Für den richtigen Biss.

Kronen, Teilkronen, Brücken – hergestellt mit neuester CAD/CAM Technologie

Dank neuester, computergestützter Technologien erhalten Sie Zahnersatz, wie er in Qualität und Passung früher nicht hergestellt werden konnte. Im Meisterlabor von Axel Hofmann werden ihre Kronen und Brücken vielfach vergrößert digital am PC entworfen, um anschließend aus einem massiven, industriell hergestellten Rohling durch eine hochpräzise Fräsmaschine herausgearbeitet zu werden. Die filigrane und ansonsten zeitaufwändige Modellation der biologischen Kaufläche übernimmt dabei der Computer, sodass selbst einfache Kronen ein Höchstmaß an Detailtreue und Funktion haben.

Die Herstellung erfolgt schnell und sicher.

 

Die Behandlung umfasst zunächst die Vorbereitung des Zahnes (alles zahnfremdes Material und Karies wird entfernt und Defekte durch eine Aufbaufüllung ersetzt), die Formgebung des Zahnes (Präparation), die Abformung und provisorische Versorgung sowie die Herstellung im zahntechnischen Labor.

Die Restauration wird auf den präparierten und sauberen, kariesfreien Zahn fest zementiert. Hierfür eignen sich klassische Zinkoxid-Phosphatzemente sowie moderne Glasionomer- und Kunststoffzemente.

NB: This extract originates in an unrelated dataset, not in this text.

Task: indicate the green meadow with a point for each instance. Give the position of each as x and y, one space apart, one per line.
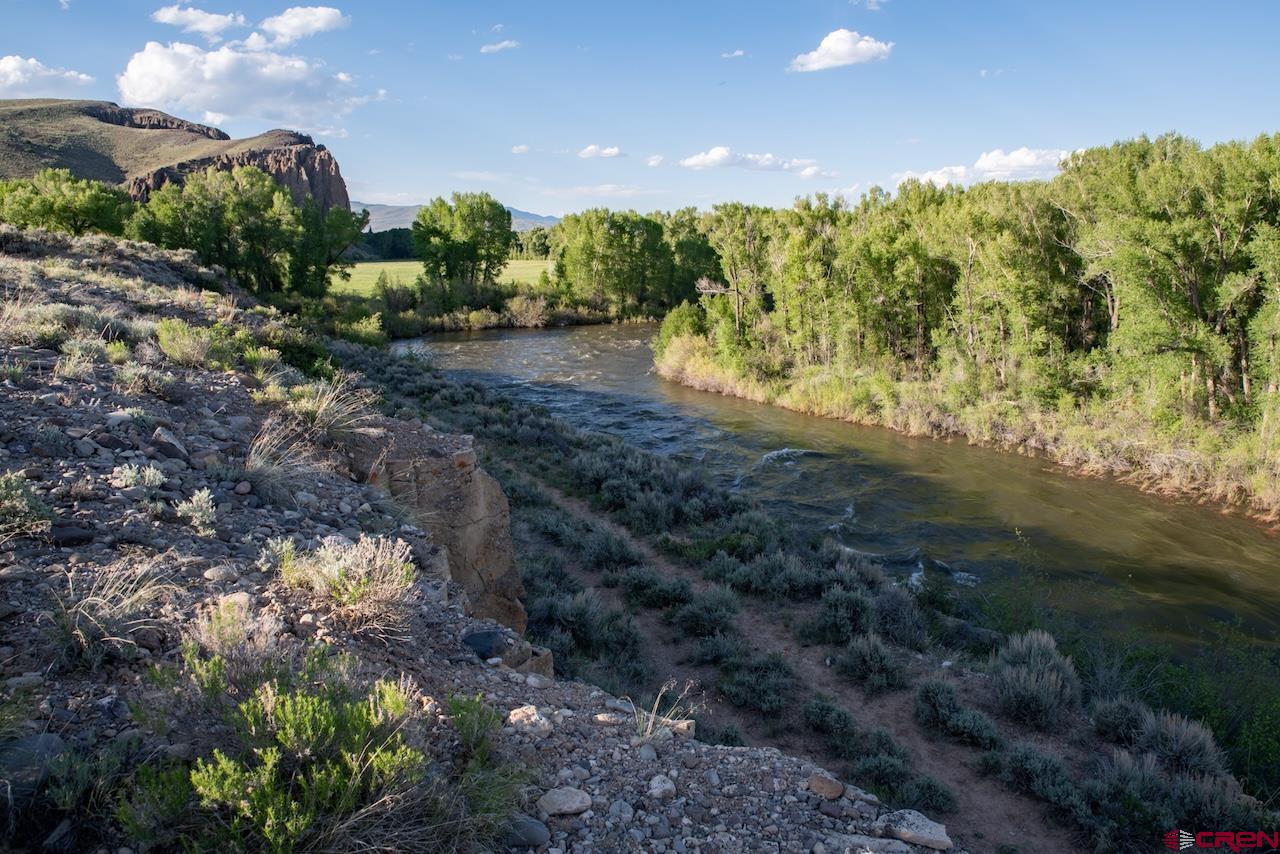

Verglichen mit einem Hausbau sollte einerseits der Baugrund (Zahnhalteapparat), andererseits das Fundament (Zahnmark) stabil und trocken sein. Übertragen auf den Zahn bedeutet dies, dass ein gesunder Zahnhalteapparat und ein gesundes Zahnmark bzw. eine ordnungsgemäße Wurzelkanalbehandlung vorhanden sein oder geschaffen werden müssen. Andernfalls kann die Langzeitstabilität nicht gewährleistet sein.

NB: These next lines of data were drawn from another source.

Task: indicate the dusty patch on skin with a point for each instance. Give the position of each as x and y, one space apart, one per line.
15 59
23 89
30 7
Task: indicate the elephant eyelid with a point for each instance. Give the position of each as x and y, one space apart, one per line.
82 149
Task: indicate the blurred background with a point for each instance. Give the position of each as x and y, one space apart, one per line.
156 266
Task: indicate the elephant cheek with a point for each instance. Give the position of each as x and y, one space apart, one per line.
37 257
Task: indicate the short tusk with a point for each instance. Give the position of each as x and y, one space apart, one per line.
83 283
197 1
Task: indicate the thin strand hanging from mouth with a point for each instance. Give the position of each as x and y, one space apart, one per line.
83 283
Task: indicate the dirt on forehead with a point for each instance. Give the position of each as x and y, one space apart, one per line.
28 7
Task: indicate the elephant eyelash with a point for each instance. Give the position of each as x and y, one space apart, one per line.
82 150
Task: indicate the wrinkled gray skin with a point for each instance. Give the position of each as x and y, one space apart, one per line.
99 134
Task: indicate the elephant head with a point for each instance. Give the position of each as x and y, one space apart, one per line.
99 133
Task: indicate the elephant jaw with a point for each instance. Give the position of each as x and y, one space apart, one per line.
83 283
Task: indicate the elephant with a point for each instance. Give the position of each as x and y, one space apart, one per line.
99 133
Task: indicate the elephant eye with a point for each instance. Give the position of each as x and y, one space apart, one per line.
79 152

Der Substanzverlust eines Zahnes ist zu groß. Eine Füllung würde entweder nicht mehr halten oder die Stabilität des Zahnes ist zu stark geschwächt, daher ist die körperliche Umfassung aller stehenden Zahnanteile vonnöten. Es ist zur Stabilisierung des Zahnes, zur Rekonstruktion der Zahnhöcker und der Bisshöhe erforderlich. Als Materialien stehen zur Auswahl:

  • Materialien:
    • Metall (silbernes Nichtedelmetall oder Gold)
    • Keramik (zahnfarben, fast unsichtbar, metallfrei)

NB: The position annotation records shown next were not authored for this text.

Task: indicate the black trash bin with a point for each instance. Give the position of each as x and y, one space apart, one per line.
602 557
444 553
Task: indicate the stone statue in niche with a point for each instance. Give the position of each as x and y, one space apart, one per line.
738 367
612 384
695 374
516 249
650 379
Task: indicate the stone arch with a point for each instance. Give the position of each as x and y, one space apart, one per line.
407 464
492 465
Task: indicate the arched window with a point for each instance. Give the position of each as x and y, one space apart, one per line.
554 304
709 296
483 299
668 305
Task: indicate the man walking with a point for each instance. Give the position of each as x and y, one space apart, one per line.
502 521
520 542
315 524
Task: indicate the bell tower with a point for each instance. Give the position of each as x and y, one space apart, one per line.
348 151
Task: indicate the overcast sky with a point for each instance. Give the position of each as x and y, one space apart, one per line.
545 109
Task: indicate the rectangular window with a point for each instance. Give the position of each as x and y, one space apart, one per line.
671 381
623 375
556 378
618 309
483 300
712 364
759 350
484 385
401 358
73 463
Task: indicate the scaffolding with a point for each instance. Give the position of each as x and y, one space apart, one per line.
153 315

Die Befestigung erfolgt bei Metall mit Zinkoxid-Phosphatzement, bei Keramik mit Composite Zement unter vollständiger Trockenlegung.

Die Teilkrone

Bei der Überkronung eines Zahnes wird dieser ringsum beschliffen, um ihm eine neue Krone aus einem Material zur Stabilisierung und Wiederherstellung seiner Funktion zu geben. Dies kann notwendig sein, wenn:

  • ein großer Substanzverlust die vollständige körperliche Umfassung des Zahnes erfordert, um ein Abbrechen der Krone oder Teilen zu verhindern
  • der Zahn einen Haarriss infolge einer Überbelastung aufweist und das Risswachstum gestoppt werden soll (Vergleich: Haarriss in einem Essteller)
  • der Zahn eine Wurzelkanalbehandlung hatte und eine Infektion der Wurzelfüllung vermieden werden soll

Zur Herstellung einer Krone können verschiedene Arten und Materialien zur Anwendung kommen:

    • eine Gusskrone ist vollständig aus Metall hergestellt (Gold oder silbernes Nichtedelmetall)
    • eine Verblendkrone besteht aus einem Käppchen, das mit zahnfarbener Keramik verkleidet wird.
    • Vollkeramikkronen – siehe "metallfreier Zahnersatz"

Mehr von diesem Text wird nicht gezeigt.